JANA:  Do you find yourself counseling them, too, in some cases?

KATHERINE:  Yes I do. I do. In fact, with the current family I’m helping, the cancer patient, he will say, Mom– boy, she just talked yesterday all day long and she wants to visit her sister next door. And he’ll say to me, well, the sister’s long passed, and there was a whole new family living next door. And I’ll say to him, well that’s normal for her disease, and for us to say, nope, they moved out, or they’ve passed on, only reminds the remaining family members that these are changes that have occurred that won’t undo themselves, and do give them a little bit more of a foundation to approach it that it can’t be solved. That mom is going to remember that her sister at one time lived next door.

JANA:  Well, I have one last question for you. One thing I wanted to ask you is how you see yourself in 10 years or so. Are you making plans based on your own experience with others?

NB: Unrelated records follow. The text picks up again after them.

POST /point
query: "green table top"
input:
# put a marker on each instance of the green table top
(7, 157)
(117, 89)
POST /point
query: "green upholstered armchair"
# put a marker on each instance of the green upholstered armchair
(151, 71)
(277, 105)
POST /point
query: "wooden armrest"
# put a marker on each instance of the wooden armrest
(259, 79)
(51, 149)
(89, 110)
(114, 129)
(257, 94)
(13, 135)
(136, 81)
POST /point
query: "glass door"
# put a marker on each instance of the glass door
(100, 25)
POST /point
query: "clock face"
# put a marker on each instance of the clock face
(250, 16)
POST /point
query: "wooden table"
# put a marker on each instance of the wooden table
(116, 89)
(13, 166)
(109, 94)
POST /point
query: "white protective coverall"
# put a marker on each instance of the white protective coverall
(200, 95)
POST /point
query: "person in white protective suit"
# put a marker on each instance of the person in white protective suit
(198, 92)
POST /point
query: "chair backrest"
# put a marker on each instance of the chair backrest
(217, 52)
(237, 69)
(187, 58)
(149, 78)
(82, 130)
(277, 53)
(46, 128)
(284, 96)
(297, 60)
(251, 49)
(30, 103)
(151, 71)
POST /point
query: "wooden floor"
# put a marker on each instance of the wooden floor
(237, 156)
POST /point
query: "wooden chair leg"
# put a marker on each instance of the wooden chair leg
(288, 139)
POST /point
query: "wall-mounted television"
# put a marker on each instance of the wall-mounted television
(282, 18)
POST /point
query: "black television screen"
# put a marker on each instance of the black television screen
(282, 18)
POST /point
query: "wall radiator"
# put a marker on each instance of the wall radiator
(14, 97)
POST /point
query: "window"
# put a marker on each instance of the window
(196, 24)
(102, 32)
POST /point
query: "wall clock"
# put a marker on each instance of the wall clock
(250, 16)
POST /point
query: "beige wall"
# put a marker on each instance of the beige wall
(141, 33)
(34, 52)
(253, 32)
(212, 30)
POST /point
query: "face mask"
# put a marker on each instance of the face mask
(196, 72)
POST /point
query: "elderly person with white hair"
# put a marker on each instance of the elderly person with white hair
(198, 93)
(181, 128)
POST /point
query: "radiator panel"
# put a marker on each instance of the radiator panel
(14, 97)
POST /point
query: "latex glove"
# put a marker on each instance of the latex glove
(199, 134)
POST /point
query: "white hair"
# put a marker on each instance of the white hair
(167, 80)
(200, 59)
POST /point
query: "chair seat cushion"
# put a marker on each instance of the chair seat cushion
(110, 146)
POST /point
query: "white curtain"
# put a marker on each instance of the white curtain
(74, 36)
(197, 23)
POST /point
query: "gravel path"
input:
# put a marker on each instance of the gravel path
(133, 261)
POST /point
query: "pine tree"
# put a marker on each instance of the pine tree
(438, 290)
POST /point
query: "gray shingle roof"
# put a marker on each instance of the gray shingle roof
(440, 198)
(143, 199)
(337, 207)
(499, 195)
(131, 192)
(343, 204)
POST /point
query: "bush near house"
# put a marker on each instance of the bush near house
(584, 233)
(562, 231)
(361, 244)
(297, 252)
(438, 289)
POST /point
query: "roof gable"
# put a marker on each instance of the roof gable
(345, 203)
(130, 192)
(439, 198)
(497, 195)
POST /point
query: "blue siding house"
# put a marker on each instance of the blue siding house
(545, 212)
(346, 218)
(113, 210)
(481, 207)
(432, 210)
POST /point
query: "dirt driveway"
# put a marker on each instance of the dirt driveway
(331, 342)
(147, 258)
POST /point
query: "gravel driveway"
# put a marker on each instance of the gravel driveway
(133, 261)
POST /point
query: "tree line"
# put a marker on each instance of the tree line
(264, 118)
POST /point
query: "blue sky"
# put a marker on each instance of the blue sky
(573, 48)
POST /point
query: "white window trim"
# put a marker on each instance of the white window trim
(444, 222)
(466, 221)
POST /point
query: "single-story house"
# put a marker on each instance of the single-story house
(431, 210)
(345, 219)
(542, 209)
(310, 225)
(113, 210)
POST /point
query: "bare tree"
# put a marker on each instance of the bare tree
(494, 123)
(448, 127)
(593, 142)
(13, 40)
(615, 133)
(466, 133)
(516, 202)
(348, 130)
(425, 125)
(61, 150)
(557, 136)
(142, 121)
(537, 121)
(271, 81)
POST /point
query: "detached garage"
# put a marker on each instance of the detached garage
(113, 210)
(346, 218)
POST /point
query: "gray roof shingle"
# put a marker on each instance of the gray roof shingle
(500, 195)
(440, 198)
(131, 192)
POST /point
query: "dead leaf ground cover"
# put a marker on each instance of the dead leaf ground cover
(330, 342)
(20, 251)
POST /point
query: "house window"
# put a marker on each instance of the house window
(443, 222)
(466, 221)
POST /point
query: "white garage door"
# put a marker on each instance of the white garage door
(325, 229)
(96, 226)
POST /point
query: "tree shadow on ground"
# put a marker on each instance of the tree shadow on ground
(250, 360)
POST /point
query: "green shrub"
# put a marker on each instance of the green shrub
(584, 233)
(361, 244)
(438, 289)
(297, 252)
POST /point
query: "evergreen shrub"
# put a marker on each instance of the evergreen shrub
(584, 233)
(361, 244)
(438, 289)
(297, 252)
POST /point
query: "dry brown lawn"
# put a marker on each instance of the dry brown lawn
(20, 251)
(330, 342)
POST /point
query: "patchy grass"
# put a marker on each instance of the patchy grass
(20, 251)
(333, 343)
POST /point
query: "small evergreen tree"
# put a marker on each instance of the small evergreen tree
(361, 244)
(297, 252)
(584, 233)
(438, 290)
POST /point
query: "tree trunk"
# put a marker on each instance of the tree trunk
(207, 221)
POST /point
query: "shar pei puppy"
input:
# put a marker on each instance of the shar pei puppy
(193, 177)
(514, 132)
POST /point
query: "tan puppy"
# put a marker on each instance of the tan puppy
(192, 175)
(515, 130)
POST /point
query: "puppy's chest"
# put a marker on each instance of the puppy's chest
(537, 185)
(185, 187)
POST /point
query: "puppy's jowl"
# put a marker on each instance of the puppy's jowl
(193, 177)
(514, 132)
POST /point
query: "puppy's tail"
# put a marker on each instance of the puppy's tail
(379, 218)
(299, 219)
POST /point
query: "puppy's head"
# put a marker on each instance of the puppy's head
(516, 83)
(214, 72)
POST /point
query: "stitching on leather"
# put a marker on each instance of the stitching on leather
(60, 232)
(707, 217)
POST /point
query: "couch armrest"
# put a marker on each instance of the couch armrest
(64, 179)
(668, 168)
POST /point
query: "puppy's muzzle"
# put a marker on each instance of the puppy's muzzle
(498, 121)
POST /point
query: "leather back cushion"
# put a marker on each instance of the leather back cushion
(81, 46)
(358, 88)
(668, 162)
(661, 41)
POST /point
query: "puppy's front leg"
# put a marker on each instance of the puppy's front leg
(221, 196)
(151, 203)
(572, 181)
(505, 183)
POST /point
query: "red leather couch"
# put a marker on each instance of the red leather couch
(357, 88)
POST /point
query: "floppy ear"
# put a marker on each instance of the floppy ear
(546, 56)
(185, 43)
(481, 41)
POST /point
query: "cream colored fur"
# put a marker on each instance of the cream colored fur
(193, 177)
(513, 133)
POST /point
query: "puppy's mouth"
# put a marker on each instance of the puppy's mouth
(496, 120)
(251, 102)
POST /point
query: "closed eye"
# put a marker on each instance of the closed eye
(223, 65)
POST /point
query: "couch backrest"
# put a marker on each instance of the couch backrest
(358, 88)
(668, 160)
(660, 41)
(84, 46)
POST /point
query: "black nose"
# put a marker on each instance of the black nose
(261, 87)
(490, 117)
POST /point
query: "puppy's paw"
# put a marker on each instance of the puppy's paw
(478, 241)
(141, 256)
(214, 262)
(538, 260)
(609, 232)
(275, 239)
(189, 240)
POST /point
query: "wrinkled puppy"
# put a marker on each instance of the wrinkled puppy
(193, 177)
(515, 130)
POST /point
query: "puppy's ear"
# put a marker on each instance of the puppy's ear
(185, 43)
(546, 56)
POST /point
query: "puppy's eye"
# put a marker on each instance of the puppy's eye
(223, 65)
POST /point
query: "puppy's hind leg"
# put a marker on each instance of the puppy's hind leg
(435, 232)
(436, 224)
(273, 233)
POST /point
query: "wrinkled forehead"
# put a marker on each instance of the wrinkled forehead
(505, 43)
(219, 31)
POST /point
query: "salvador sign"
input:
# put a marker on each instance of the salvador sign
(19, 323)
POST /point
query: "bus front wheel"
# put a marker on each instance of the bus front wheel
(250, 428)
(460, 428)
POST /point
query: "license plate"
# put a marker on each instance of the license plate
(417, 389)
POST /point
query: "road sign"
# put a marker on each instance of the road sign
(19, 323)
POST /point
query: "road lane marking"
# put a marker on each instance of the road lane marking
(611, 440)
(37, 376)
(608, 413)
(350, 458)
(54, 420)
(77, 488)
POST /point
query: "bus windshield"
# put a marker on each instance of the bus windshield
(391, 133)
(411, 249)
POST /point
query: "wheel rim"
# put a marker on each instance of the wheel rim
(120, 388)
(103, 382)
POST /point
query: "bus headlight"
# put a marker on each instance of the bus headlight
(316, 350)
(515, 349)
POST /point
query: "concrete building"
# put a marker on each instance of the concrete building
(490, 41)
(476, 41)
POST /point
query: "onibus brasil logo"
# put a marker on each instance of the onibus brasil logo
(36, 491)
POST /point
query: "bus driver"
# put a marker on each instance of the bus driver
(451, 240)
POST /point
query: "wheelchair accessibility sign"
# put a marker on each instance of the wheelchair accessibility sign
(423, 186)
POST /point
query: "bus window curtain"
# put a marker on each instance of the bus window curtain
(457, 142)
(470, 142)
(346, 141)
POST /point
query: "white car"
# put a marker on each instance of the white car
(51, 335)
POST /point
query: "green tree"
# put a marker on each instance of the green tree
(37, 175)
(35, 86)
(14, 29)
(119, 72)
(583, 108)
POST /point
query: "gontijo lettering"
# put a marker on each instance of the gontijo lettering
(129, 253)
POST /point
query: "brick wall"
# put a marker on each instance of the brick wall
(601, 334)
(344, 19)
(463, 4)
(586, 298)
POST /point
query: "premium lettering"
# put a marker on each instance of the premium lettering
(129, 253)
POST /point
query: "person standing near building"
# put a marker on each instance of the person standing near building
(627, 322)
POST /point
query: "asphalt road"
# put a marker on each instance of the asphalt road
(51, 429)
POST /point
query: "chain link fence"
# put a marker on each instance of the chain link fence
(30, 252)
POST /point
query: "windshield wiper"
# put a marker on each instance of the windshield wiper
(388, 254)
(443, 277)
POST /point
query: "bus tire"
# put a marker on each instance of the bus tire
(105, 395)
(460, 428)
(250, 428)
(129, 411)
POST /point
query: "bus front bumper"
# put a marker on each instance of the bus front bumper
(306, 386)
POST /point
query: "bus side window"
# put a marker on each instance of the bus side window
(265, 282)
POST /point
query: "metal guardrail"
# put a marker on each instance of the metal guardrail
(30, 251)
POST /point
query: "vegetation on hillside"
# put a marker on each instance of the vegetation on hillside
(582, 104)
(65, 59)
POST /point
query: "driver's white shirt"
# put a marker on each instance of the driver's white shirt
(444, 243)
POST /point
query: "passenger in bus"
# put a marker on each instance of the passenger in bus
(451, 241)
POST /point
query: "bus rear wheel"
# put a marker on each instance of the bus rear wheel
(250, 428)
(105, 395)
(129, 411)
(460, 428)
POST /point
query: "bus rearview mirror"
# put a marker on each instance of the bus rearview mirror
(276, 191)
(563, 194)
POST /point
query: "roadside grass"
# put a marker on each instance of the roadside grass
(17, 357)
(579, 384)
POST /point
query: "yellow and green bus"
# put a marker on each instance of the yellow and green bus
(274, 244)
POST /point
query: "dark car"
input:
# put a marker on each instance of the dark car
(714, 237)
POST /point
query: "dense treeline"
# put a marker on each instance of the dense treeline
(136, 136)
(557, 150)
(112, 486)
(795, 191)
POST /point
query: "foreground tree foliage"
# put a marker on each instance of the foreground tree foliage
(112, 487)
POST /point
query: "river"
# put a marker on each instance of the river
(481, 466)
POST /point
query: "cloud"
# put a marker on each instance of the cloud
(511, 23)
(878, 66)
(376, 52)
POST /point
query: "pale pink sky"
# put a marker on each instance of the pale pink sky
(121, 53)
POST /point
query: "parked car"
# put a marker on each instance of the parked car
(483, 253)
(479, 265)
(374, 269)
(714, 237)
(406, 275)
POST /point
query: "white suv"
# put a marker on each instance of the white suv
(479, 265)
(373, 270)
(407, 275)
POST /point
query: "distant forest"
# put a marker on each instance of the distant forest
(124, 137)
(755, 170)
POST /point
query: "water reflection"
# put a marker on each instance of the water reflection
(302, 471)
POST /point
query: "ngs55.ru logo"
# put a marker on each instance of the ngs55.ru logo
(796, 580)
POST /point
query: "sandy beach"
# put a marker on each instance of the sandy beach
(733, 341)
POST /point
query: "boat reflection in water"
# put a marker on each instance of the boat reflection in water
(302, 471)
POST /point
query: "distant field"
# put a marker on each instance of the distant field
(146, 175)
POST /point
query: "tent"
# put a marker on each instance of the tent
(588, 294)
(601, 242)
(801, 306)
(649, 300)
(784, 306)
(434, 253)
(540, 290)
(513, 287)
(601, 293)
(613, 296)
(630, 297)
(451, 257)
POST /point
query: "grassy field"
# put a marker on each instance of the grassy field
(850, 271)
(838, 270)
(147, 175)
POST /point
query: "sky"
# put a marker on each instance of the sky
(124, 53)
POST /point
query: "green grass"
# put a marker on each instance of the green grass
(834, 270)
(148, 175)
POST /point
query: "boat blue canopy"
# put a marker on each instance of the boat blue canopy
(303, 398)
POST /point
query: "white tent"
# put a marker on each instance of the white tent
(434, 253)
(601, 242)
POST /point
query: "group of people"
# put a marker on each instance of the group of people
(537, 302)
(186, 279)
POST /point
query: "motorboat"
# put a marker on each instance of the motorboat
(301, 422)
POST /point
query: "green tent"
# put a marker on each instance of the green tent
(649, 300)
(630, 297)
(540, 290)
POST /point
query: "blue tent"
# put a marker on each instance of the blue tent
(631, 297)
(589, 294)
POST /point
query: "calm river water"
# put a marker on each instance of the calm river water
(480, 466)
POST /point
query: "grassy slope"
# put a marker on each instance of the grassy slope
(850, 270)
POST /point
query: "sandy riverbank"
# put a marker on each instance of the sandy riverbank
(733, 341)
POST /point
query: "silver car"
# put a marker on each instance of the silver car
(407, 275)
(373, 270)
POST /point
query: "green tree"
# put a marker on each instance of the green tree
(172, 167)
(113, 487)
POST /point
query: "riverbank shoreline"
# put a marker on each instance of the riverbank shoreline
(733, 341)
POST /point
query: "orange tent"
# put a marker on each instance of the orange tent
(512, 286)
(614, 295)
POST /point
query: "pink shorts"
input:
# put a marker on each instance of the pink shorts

KATHERINE:  [laughs] That’s a very good question to end on because I can’t tell you how of my personal friends and neighbors and acquaintances hear my stories, and almost everyone now has someone who’s been impacted by dementia or Alzheimer’s or some other debilitating illness. And we all agree that we would love to live long, happy, fruitful, healthy lives. And we value that because we know how it can change and the aging process can bring these other diseases on to you. What I’m planning for 10 years is I hope, through healthful eating, engagements with activities that I want to be engaged in, that my lifespan is as healthy as it can be.

Because one thing about this field is you do see, starting in probably the early seventies up to around the middle nineties, anything can occur. So if you have something you want to pursue or some trips you want to take or some savings you wish to accrue, I would say get on with it. Because there’s no guarantee that you will not face what your friends and family members have faced. And to address that, I do have a lady friend I took care of, her mother, out of nowhere developed age-related dementia. And all my lady friend who I’ve known since age 19 can talk about is what if it happens to me? There’s none of this in our family. What if it happens to me? I hope that the research and the development that we fund through our donations and our lobbyists like the American Heart Association, the Alzheimer’s organizations, work as hard as they can to find ways that people can live longer but better quality lives. And that includes me. That definitely includes me.

JANA:  That sounds like a great place to end. Well, Katherin Summeers, thank you so much for coming in to talk with me. This has been a real treat, and I appreciate all your wisdom and all the work that you’re doing.

KATHERINE:  Thank you Jana. And thank you for this time for us together. I feel that it’s a field and an aging group that needs as many qualified and knowledgeable and available resources as possible.